The area is home to the Asian elephant, leopard, dhole, sloth bear, marsh crocodile, golden jackal and prey species such as chital, gaur, sambar, grizzled giant squirrel, four-horned antelope and smooth-coated otter. The area is also home to the last few remaining gray langur in the Hosur Forest Division.

=== Birds ===
Grey junglefowl, grey-fronted green pigeon, crested honey buzzard, Egyptian vulture, lesser fish eagle, brown fish owl, changeable hawk eagle, Indian peafowl, osprey and plain flowerpecker inhabit the hills.

=== Reptiles and amphibians ===
Indian cobra, Indian python, Russell's viper, Dhaman rat snake, keelback water snake and rare snakes like the racer Coluber bholanathi, the marsh crocodile, lacertid lizard Ophisops leschenaultii, Indian chameleon, Bengal monitor and the Indian star tortoise occur here.
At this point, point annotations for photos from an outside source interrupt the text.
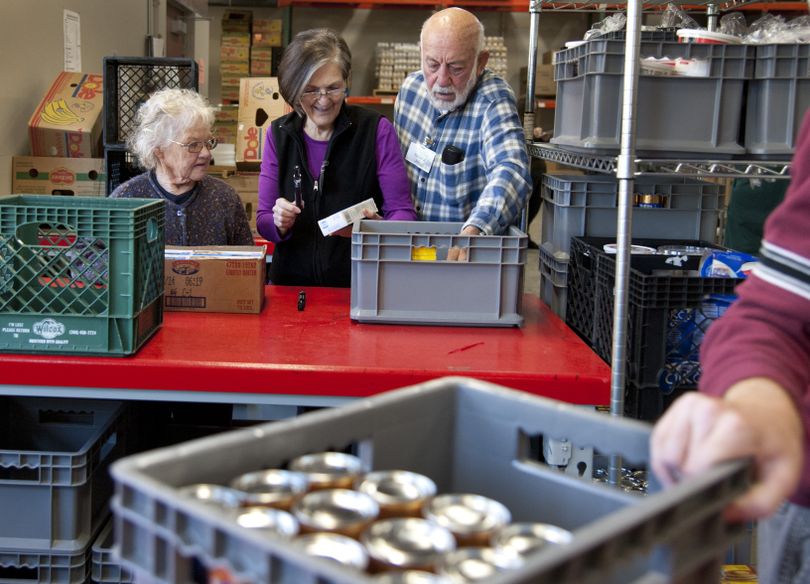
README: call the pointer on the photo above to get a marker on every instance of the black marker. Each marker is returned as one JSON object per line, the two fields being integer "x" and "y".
{"x": 299, "y": 199}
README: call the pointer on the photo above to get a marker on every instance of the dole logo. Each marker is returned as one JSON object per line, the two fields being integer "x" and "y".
{"x": 62, "y": 176}
{"x": 185, "y": 267}
{"x": 48, "y": 328}
{"x": 251, "y": 151}
{"x": 90, "y": 86}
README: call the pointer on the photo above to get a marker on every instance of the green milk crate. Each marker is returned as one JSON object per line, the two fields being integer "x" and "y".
{"x": 80, "y": 275}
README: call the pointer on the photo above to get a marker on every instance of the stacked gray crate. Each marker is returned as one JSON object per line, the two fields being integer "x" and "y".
{"x": 778, "y": 97}
{"x": 677, "y": 116}
{"x": 55, "y": 489}
{"x": 587, "y": 206}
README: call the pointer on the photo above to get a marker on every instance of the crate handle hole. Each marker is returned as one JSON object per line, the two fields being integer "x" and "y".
{"x": 66, "y": 417}
{"x": 20, "y": 574}
{"x": 19, "y": 474}
{"x": 151, "y": 229}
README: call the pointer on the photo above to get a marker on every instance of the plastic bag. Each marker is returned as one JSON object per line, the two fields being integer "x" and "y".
{"x": 675, "y": 17}
{"x": 733, "y": 23}
{"x": 609, "y": 24}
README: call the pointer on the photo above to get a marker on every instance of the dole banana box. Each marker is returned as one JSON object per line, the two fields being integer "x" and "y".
{"x": 47, "y": 175}
{"x": 214, "y": 279}
{"x": 68, "y": 120}
{"x": 259, "y": 104}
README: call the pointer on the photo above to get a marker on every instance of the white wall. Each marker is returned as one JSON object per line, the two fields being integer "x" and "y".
{"x": 32, "y": 54}
{"x": 363, "y": 29}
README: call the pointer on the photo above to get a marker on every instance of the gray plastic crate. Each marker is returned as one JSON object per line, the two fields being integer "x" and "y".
{"x": 778, "y": 96}
{"x": 586, "y": 206}
{"x": 468, "y": 436}
{"x": 679, "y": 116}
{"x": 54, "y": 458}
{"x": 390, "y": 286}
{"x": 554, "y": 279}
{"x": 44, "y": 567}
{"x": 105, "y": 567}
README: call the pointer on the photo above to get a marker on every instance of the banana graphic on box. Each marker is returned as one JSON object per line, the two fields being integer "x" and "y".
{"x": 58, "y": 113}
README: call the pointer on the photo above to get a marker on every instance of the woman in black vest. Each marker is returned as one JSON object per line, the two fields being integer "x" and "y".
{"x": 332, "y": 155}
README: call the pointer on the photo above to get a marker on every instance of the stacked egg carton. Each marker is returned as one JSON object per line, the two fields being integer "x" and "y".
{"x": 395, "y": 61}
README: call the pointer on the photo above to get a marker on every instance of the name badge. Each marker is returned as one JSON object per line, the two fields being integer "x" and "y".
{"x": 421, "y": 156}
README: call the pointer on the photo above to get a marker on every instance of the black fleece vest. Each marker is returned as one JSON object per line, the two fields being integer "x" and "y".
{"x": 348, "y": 176}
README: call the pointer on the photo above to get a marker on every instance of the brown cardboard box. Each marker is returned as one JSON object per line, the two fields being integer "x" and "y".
{"x": 67, "y": 122}
{"x": 259, "y": 104}
{"x": 267, "y": 39}
{"x": 215, "y": 279}
{"x": 48, "y": 175}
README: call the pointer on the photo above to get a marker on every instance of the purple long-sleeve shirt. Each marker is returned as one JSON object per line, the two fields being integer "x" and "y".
{"x": 391, "y": 173}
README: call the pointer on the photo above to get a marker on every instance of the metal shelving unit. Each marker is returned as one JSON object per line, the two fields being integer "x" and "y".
{"x": 626, "y": 166}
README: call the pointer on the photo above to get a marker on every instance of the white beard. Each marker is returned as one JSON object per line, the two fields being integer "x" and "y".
{"x": 461, "y": 98}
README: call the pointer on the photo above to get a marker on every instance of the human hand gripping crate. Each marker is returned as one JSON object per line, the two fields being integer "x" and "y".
{"x": 467, "y": 436}
{"x": 79, "y": 275}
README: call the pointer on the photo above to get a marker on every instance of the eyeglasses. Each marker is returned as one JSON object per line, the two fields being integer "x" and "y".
{"x": 197, "y": 146}
{"x": 315, "y": 94}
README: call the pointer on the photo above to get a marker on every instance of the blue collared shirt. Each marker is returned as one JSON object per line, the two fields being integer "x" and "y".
{"x": 490, "y": 186}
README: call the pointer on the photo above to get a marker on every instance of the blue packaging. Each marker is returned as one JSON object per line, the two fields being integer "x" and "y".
{"x": 715, "y": 263}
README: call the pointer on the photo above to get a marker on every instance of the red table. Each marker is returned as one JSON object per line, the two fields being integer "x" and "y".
{"x": 319, "y": 352}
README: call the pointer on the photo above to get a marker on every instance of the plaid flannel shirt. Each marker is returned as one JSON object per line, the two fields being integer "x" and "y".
{"x": 490, "y": 186}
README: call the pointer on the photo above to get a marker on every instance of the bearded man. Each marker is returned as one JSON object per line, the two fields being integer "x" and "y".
{"x": 460, "y": 132}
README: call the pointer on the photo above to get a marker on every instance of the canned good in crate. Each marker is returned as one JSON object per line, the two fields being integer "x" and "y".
{"x": 398, "y": 492}
{"x": 410, "y": 543}
{"x": 336, "y": 510}
{"x": 328, "y": 470}
{"x": 271, "y": 488}
{"x": 215, "y": 495}
{"x": 472, "y": 519}
{"x": 334, "y": 546}
{"x": 410, "y": 577}
{"x": 472, "y": 564}
{"x": 268, "y": 520}
{"x": 527, "y": 538}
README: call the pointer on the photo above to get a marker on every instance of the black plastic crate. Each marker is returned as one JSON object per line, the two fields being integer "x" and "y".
{"x": 129, "y": 81}
{"x": 669, "y": 310}
{"x": 581, "y": 298}
{"x": 121, "y": 166}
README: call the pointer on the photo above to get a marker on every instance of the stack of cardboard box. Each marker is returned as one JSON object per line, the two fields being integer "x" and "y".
{"x": 265, "y": 47}
{"x": 65, "y": 132}
{"x": 234, "y": 52}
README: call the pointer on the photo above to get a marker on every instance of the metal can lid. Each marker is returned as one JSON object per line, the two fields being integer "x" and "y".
{"x": 467, "y": 513}
{"x": 215, "y": 495}
{"x": 410, "y": 577}
{"x": 527, "y": 538}
{"x": 266, "y": 487}
{"x": 323, "y": 467}
{"x": 407, "y": 542}
{"x": 478, "y": 563}
{"x": 334, "y": 509}
{"x": 391, "y": 487}
{"x": 268, "y": 519}
{"x": 333, "y": 546}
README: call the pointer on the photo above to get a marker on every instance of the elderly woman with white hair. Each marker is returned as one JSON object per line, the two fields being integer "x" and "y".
{"x": 173, "y": 142}
{"x": 331, "y": 155}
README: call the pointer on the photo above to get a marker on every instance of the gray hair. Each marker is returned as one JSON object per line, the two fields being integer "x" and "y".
{"x": 479, "y": 41}
{"x": 164, "y": 117}
{"x": 307, "y": 52}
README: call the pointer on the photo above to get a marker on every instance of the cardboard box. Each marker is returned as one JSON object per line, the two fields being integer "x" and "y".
{"x": 68, "y": 120}
{"x": 215, "y": 279}
{"x": 267, "y": 25}
{"x": 267, "y": 39}
{"x": 259, "y": 104}
{"x": 47, "y": 175}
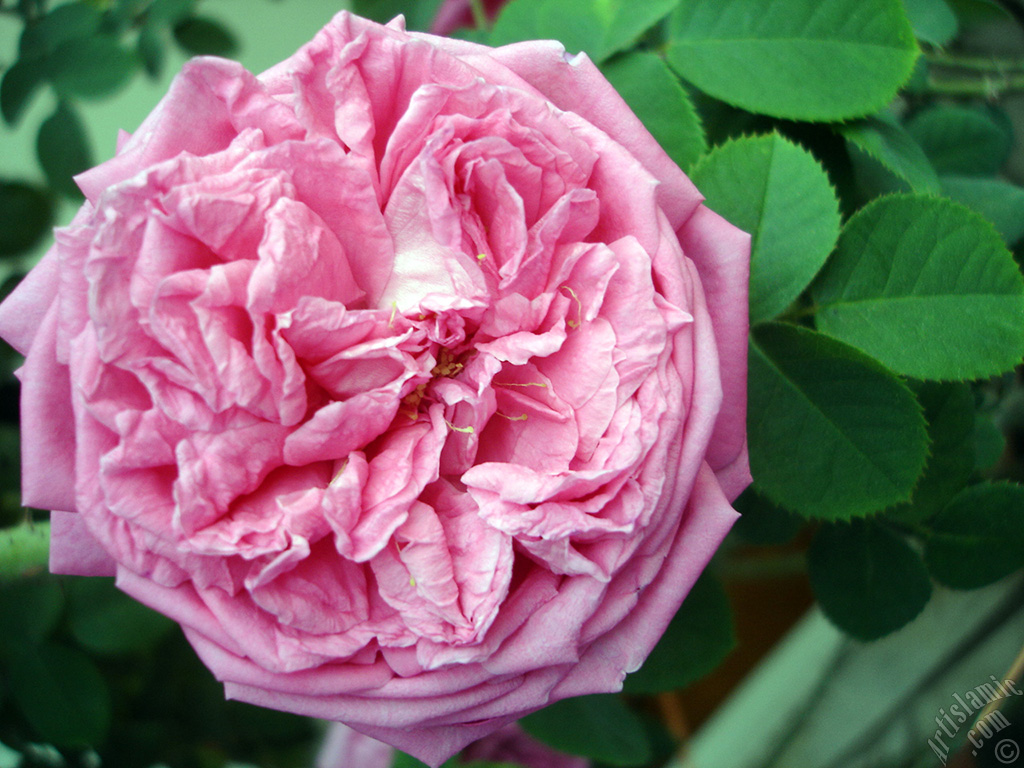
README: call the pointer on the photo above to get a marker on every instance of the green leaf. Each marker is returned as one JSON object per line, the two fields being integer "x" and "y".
{"x": 832, "y": 433}
{"x": 30, "y": 608}
{"x": 998, "y": 201}
{"x": 775, "y": 190}
{"x": 988, "y": 441}
{"x": 927, "y": 287}
{"x": 105, "y": 621}
{"x": 401, "y": 760}
{"x": 419, "y": 15}
{"x": 64, "y": 150}
{"x": 168, "y": 12}
{"x": 61, "y": 694}
{"x": 654, "y": 94}
{"x": 962, "y": 139}
{"x": 933, "y": 20}
{"x": 949, "y": 413}
{"x": 24, "y": 550}
{"x": 885, "y": 140}
{"x": 202, "y": 36}
{"x": 19, "y": 83}
{"x": 763, "y": 522}
{"x": 600, "y": 28}
{"x": 91, "y": 68}
{"x": 699, "y": 636}
{"x": 803, "y": 59}
{"x": 978, "y": 538}
{"x": 151, "y": 51}
{"x": 26, "y": 215}
{"x": 868, "y": 581}
{"x": 599, "y": 727}
{"x": 70, "y": 22}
Nearly 20 species of frogs and toads occur here including the rare rock-dwelling toad Bufo hololius.

==Conflicts and threats==

- Elephant areas are being exploited for bamboo and leased for NTFP collection. Thus, during the migration of elephants, cause contact with human habitations and farms are often damaged. Wild Boars too are a major concern in crop-damage.
- Poaching
- Habitat fragmentation due to settlements
- Fuel wood collection, cattle grazing, livestock penning and illegal felling
- Forest fire
- Increased biotic pressure due to industrial expansion around the division
- Cattle competing with elephants for water and the usage of water by the local livestock dries up the waterholes.
- Lantana, an invasive species with thorny bushes, is not eaten by any of the herbivores and its rapid spread has caused other species of fauna too to vanish. Rapid spread of Chromolaena odorata has severely damaged the bio-diversity, and typical landscapes of this beautiful jungle is making way for this invasive weed.